Tuesday, August 23, 2011

26.Roof Tiles



There was always plenty of interesting work for me to do at Il Poggio.


First Elisabetta had me paint numbers on the doors of her guest rooms with colorful animal cartoons as a part of the number. That was fun and luckily I had brought some tubes of acrylic paint and brushes with me in my little yellow wagon.


She said some of her guests had told her that there were scurrying noises coming from the ceiling in one of her upstairs rooms and she thought some squirrels had decided to move in so she asked me to help a couple of her regular workmen to solve the problem by removing the false ceiling from the room and opening it to its original height--which was about fourteen feet high.

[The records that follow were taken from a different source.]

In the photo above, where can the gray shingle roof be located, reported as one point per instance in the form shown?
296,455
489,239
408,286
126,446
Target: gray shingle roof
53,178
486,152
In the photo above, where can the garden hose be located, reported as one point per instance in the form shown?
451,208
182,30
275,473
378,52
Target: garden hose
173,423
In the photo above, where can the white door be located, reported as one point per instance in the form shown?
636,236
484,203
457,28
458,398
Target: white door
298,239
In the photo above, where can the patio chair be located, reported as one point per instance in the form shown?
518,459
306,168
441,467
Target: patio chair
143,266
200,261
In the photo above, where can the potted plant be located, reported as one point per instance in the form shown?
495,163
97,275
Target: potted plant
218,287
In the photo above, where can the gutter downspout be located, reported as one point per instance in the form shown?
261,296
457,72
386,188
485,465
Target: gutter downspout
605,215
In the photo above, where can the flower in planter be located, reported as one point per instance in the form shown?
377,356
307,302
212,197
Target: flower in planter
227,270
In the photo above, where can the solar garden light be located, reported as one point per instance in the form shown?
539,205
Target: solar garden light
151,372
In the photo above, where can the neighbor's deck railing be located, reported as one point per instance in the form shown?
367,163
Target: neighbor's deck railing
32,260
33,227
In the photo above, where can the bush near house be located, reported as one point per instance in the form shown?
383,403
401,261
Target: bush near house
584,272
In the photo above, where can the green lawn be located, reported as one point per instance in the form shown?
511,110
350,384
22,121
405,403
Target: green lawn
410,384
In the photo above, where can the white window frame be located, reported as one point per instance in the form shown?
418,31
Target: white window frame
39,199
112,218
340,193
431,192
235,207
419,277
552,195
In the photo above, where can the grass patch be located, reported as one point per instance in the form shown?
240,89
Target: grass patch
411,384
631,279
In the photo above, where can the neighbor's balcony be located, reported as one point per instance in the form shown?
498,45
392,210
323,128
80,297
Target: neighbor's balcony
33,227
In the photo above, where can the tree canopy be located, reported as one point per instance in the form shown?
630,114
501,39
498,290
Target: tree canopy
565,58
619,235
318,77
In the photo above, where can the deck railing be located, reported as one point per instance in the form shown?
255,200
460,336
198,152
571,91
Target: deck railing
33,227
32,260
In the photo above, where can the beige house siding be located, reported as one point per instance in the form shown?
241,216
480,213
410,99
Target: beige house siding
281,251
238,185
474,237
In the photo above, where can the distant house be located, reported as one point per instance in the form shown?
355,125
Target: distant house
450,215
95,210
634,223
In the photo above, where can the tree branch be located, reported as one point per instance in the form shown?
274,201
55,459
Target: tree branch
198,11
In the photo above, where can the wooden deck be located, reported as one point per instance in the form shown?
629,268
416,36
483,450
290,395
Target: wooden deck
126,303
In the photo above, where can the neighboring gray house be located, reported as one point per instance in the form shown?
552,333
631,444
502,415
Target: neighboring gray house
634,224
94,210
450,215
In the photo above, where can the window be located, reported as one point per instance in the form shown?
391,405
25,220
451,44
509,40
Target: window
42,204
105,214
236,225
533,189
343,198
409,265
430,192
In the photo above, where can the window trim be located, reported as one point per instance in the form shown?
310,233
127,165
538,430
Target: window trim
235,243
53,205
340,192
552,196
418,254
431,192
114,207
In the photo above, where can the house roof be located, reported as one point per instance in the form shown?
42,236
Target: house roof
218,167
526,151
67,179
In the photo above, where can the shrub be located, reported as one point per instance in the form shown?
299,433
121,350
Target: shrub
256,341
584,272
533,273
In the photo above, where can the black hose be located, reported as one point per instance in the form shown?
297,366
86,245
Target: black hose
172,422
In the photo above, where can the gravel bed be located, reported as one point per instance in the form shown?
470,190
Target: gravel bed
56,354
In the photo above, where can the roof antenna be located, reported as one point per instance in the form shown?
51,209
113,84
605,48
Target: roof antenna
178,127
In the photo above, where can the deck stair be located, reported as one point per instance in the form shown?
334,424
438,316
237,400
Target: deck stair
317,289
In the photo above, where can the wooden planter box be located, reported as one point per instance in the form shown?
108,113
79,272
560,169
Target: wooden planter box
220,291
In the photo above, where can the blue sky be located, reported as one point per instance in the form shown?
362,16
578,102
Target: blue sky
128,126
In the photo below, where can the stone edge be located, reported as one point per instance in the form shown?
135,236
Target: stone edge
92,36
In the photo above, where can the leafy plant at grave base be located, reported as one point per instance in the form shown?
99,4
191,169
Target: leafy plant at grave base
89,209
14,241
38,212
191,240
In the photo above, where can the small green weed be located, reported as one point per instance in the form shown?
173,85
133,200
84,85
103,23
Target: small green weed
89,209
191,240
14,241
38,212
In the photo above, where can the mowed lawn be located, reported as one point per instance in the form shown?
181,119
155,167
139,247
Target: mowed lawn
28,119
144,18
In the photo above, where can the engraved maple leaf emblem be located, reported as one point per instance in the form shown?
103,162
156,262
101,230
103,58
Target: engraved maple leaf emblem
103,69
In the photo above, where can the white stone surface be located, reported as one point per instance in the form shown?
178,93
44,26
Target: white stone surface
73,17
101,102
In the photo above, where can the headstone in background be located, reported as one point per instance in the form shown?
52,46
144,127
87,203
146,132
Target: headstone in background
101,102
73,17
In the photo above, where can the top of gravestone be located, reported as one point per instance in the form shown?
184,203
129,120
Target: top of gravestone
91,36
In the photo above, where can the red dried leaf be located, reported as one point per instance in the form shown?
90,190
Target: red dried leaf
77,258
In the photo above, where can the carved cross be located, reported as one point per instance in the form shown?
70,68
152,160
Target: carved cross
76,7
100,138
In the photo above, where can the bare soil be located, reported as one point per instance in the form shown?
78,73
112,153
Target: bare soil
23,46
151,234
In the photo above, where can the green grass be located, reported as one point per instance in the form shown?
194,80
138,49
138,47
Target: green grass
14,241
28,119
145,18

She said that one of the previous owners had thought to modernize the room by putting in a regular eight foot ceiling, but she actually preferred the old original--open to the very pretty old pink fired clay tiles of the roof overhead.


There was some other work which also needed to be done to the tile roof, so we climbed up and removed and cleaned some of the original tiles.


The Italian workmen demonstrated for me the ancient method of making the tiles. They were formed from a thick sheet of clay being laid on the artisan's muscular thigh, then dried and fired.


These were the original tiles used by the workers hired by the Medici family in the original construction and some of the tiles had five or six inches of moss growing on them. We had to scrape off some of the moss to see if they were sound and so forth, but the workmen tried not to move too much of the moss because it takes so long to grow--it has their respect.